I carry the dad who watched me pound on his 15-year-old son’s chest while he cheered him on as if he was on the football field rather than our cold table. I remember my tears beginning to fall on his sternum and having to count louder to drown out dad’s words. I remember wiping sweat from my face when we had to explain that we exhausted our efforts. And most of all, I remember walking away and aching. I carry the 35-year-old man who talked himself down from a rope around his neck because he thought of his children. I remember telling him just exactly how brave he was for seeking help. I carry the 97-year-old woman who spent the whole ride asking about my life and my dreams because “medicine needs more badass women”. I remember the look she gave me when we dropped her off and she said, “you inspire me”. I remember feeling that same way about her. I carry the 43-year-old disabled woman who requires ambulance rides to her appointments who is as “abso-positively” sassy as she is joyful. I remember her insisting I meet her dog and look out her favorite window. I carry these people because they carry me. A true care-giver is also a care-receiver, and the greatest gift I have been granted is the ability to be there for the patients who are always there for me in return.
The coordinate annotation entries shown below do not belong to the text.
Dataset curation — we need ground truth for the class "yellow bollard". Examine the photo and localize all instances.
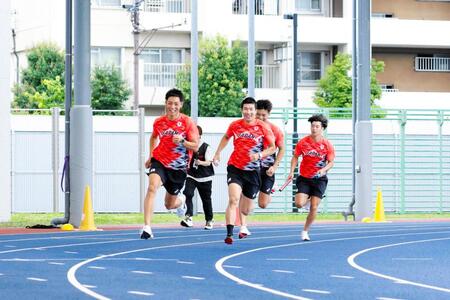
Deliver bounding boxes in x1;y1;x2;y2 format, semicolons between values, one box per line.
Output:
79;185;97;231
373;187;386;222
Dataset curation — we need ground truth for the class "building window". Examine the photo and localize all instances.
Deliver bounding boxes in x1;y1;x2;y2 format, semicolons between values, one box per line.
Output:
372;13;394;19
380;83;398;93
295;0;322;12
297;51;327;84
91;47;120;68
141;49;184;87
143;0;191;13
414;54;450;72
92;0;121;6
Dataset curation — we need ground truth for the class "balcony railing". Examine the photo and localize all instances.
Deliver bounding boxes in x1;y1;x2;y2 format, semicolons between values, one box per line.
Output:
144;63;281;89
233;0;279;16
415;57;450;72
143;0;191;13
144;63;186;87
255;65;281;89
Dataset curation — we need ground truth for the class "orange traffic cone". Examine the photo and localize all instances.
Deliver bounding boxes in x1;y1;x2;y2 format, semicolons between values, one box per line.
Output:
79;185;97;231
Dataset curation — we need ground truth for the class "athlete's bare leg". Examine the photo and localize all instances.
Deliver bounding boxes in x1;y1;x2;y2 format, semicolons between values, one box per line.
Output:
225;183;242;225
144;173;162;225
258;192;272;208
303;196;321;231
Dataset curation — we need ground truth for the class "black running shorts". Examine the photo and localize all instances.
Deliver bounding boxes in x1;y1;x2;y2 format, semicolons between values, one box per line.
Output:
295;175;328;199
227;165;261;199
149;158;186;195
259;168;275;195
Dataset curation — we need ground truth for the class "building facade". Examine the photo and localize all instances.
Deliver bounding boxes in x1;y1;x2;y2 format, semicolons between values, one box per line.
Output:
12;0;450;114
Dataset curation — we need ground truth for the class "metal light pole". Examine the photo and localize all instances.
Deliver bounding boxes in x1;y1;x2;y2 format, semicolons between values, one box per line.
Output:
0;1;12;222
51;0;73;226
191;0;198;122
247;0;255;97
355;0;372;221
70;0;94;227
283;14;299;212
284;14;299;134
122;0;144;110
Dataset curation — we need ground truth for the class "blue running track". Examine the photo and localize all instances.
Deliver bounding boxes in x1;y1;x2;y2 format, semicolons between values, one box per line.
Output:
0;222;450;300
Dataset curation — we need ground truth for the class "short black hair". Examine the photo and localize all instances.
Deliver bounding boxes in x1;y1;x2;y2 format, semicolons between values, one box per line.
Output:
241;97;256;109
256;99;272;112
166;89;184;103
308;114;328;129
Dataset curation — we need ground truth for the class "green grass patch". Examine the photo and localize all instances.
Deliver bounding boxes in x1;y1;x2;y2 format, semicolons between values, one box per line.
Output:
0;213;450;228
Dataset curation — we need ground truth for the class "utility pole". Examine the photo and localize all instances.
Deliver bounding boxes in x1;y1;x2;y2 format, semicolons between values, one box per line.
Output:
122;0;144;110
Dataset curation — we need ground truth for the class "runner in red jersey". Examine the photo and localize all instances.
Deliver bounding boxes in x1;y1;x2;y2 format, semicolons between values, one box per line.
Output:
239;100;285;238
141;89;198;239
213;97;275;244
288;114;335;241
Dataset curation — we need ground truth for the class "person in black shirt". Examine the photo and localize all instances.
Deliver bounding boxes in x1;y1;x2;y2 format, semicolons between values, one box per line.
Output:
180;126;214;230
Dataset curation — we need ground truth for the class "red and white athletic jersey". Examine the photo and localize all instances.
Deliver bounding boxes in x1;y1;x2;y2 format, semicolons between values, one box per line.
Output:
261;122;284;168
294;135;335;178
152;114;198;170
226;119;274;171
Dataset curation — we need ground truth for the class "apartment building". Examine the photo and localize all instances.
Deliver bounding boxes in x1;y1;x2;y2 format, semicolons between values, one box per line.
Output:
12;0;450;114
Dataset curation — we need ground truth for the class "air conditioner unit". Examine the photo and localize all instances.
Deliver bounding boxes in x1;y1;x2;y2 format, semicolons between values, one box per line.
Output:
145;0;164;12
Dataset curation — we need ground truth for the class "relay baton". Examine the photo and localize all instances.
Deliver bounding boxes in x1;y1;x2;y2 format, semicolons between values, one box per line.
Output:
278;178;292;192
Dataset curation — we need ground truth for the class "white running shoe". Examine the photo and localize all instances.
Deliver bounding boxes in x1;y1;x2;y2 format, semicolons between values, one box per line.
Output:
302;230;311;241
239;226;252;239
140;225;153;240
205;220;214;230
176;195;187;218
180;216;194;227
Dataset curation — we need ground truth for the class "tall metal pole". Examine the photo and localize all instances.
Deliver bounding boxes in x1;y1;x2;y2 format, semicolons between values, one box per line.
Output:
247;0;255;97
355;0;372;221
131;0;140;110
70;0;94;227
191;0;198;122
51;0;73;226
0;1;12;222
292;14;299;134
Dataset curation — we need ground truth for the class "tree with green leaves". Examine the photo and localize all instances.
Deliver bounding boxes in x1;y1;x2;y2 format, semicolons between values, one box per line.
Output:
177;36;248;117
12;43;64;108
91;66;131;110
12;43;131;110
314;53;384;117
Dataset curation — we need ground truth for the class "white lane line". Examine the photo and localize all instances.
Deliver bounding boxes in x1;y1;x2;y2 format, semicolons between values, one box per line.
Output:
128;291;154;297
266;258;309;261
392;257;433;261
177;260;195;265
347;237;450;293
330;275;355;279
27;277;48;281
302;289;331;295
223;265;242;269
215;230;450;300
135;255;179;262
272;270;295;274
181;275;205;280
131;271;153;275
83;284;97;289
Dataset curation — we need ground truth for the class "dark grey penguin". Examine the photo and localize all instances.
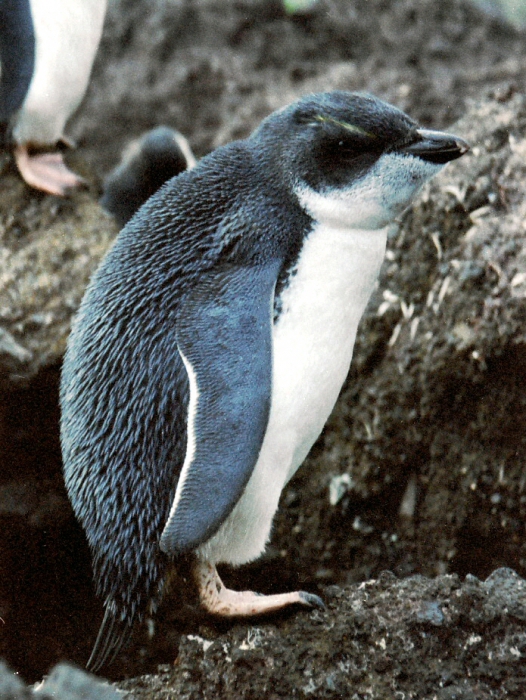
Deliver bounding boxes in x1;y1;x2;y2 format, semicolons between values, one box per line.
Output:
61;91;468;669
0;0;107;195
100;126;195;226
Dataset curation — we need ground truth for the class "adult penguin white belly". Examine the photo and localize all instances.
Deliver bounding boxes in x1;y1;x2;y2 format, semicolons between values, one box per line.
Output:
0;0;107;195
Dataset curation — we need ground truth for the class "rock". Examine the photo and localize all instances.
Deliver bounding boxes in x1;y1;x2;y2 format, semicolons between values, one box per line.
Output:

Becoming a paramedic has harnessed a remarkably powerful feeling of knowing that I am now the person who can run towards the fire, who responds to distress calls when I once was almost crippled by my own. I have learned so much more than intubation skills or cardiac rhythms; my experience has cultivated a level of resilience that I previously did not know I had in me. I have learned how to effectively assess a situation, prioritize tasks, and most importantly, know when to call for backup.